The creation of perceived genocide sounds like a conspiracy theory, and many were painted as conspiracy theorists whenever analysis suggesting that something strange was going on was offered. But the truth is that there is a pattern. Where Oromo nationalistic ambitions are represented, whether by armed struggle, peaceful resistance, or the act of counter-existence, evidence to suggest that the ambition of the Oromo is to exterminate Amhara people from Oromia emerges in the form of actual dead Amhara civilians. Although impossible to refute an eyewitness statement recounting Oromo people killing non-Oromo people because of their identity without sounding like a callous brute, the truth is that there have never been independent investigations into these killings, and where the accusations have fallen on the Oromo Liberation Army, the group has itself called for such investigations time and time again.

It is also true that this kind of genocidal violence taking place is not a far-fetched idea. The state is aware that what has created a fabric of relative peace and cooperation between Oromo and Amhara people in Oromia is a willingness, at a grassroots level, to live day-to-day life beyond historic trauma. This, though, does not mean that the trauma has been addressed or that it has no present-day impacts on the dynamics of equality and marginalization in the context of the wider Ethiopian state. Instead of taking steps to heal this trauma, the state is using the perception of genocide to create a vacuum that only its unitary, supposedly ethnically transcendent political ideology, can fill.

Conversely, it is difficult to hear the first-hand testimonies that have come out of Tigray and not refer to what has gone on in the region since November 2020 as a genocide. And yet the Ethiopian state and its supporters have pushed to frame the conflict as void of any actors that are targeting Tegaru people because of their identity. If it were to admit that such a thing has occurred, then the very logic that the Prosperity Party’s unitary politics rests on, the logic suggesting that Ethiopia does not care for ethnic identity, would come undone.

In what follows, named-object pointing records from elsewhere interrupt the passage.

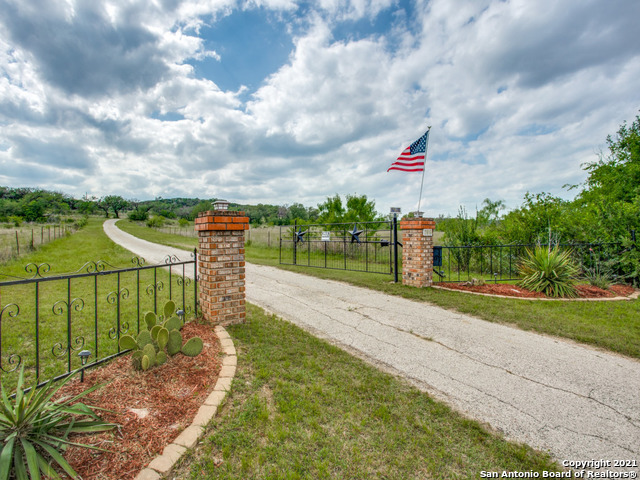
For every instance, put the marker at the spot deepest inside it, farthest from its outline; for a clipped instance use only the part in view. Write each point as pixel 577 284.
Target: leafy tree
pixel 611 195
pixel 139 214
pixel 115 203
pixel 331 210
pixel 358 208
pixel 203 206
pixel 612 189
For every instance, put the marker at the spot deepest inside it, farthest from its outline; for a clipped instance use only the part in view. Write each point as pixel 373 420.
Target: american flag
pixel 412 157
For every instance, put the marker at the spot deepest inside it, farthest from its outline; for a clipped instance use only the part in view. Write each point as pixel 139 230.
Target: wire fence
pixel 15 242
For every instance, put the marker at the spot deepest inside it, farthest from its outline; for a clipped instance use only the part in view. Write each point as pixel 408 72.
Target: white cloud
pixel 105 100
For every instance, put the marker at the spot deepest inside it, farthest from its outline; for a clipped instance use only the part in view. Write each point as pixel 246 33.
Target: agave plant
pixel 34 430
pixel 550 271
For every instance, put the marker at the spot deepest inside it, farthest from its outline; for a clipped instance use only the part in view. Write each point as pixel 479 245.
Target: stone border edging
pixel 633 296
pixel 189 437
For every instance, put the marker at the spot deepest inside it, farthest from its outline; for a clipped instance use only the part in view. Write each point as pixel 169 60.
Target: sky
pixel 286 101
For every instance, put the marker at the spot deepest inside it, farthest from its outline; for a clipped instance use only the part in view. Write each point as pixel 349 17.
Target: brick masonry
pixel 417 251
pixel 221 268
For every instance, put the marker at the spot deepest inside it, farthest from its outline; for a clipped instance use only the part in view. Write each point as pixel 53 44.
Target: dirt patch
pixel 510 290
pixel 151 407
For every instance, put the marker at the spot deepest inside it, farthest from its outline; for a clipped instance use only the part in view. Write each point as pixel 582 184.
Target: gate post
pixel 221 265
pixel 417 251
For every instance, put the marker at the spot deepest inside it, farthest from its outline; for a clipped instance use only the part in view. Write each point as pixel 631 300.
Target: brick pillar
pixel 417 251
pixel 221 265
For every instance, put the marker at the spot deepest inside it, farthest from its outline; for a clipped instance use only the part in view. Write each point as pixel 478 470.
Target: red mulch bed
pixel 509 290
pixel 172 393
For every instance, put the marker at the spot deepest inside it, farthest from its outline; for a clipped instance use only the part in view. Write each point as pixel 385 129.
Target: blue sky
pixel 283 101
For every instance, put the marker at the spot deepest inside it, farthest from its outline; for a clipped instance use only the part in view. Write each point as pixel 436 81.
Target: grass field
pixel 301 408
pixel 83 313
pixel 614 326
pixel 19 241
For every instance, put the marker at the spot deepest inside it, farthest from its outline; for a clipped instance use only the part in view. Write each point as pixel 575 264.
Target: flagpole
pixel 424 167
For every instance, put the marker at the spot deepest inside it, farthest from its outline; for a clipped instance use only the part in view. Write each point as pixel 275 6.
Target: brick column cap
pixel 417 223
pixel 221 220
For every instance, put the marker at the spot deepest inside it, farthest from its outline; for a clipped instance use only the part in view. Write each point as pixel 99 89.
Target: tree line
pixel 19 205
pixel 606 208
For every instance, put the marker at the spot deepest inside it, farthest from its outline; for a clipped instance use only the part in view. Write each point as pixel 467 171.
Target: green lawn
pixel 94 302
pixel 301 408
pixel 613 326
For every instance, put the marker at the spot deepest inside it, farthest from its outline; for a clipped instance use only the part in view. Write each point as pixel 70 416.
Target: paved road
pixel 576 402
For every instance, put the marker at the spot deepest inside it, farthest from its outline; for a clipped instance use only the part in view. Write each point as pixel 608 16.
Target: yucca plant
pixel 599 276
pixel 35 429
pixel 550 271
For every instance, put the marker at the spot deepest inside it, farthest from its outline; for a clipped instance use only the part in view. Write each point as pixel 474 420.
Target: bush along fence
pixel 85 312
pixel 499 263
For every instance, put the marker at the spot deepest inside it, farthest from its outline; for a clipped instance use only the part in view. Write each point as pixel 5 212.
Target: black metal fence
pixel 500 262
pixel 362 246
pixel 45 320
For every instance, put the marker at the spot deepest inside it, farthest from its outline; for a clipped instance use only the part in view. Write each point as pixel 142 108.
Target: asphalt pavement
pixel 577 402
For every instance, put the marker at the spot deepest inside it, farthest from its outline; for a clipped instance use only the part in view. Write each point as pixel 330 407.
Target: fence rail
pixel 17 241
pixel 46 319
pixel 499 263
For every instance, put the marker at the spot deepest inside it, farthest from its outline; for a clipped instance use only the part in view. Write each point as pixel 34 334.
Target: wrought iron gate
pixel 358 246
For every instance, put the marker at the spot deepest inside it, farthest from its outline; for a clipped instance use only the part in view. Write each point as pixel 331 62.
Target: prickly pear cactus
pixel 160 340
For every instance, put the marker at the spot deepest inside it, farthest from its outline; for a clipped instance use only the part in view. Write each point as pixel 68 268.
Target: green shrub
pixel 155 222
pixel 35 429
pixel 550 271
pixel 599 276
pixel 17 221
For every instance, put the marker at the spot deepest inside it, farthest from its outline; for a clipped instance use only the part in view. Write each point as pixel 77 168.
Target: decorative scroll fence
pixel 45 320
pixel 500 262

What has created a fabric of relative peace and cooperation between Oromo and Amhara people in Oromia is a willingness, at a grassroots level, to live day-to-day life beyond historic trauma.

In the conclusion of the first essay in this series, I noted that the obsession Ethiopia has with a falsified self-image, where it simply cannot do or be wrong, has made denial feel like the only way that it can survive. The other option would be to give up on the dream of a hegemonic nation, but that would require reckoning with deep-seated shame and guilt over what has been done thus far in pursuit of this dream. The collective denies that there is a genocide going on in Tigray because doing the opposite would mean accepting that the unitary Ethiopian polity as envisioned by the Empire of old and its ideological descendants can only come to be through genocide, an act that Ethiopian exceptionalism suggests that the Ethiopian human being is just not capable of.

Not only does the desire to avoid confronting generations of shame and guilt make the Ethiopianist collective unable to call out crimes for what they are, but it also plays a huge role in the cyclical nature of genocidal violence all across the country. I believe that state violence in Ethiopia is viciously perpetual because it is fighting to keep shame at bay. When we cannot release ourselves from the shame of any given past, we do more of the thing that we are ashamed of, with grandeur and excess, in order to normalize these acts to the parts within us that are reeling in shame and to tell the world that “there is no shame here”. What the empire has done to the Oromo over decades, what it is doing to the Tegaru today and the manner in which it is using the lives of innocent Amhara people as the political game is simply genocide weaponized to build economic and political power.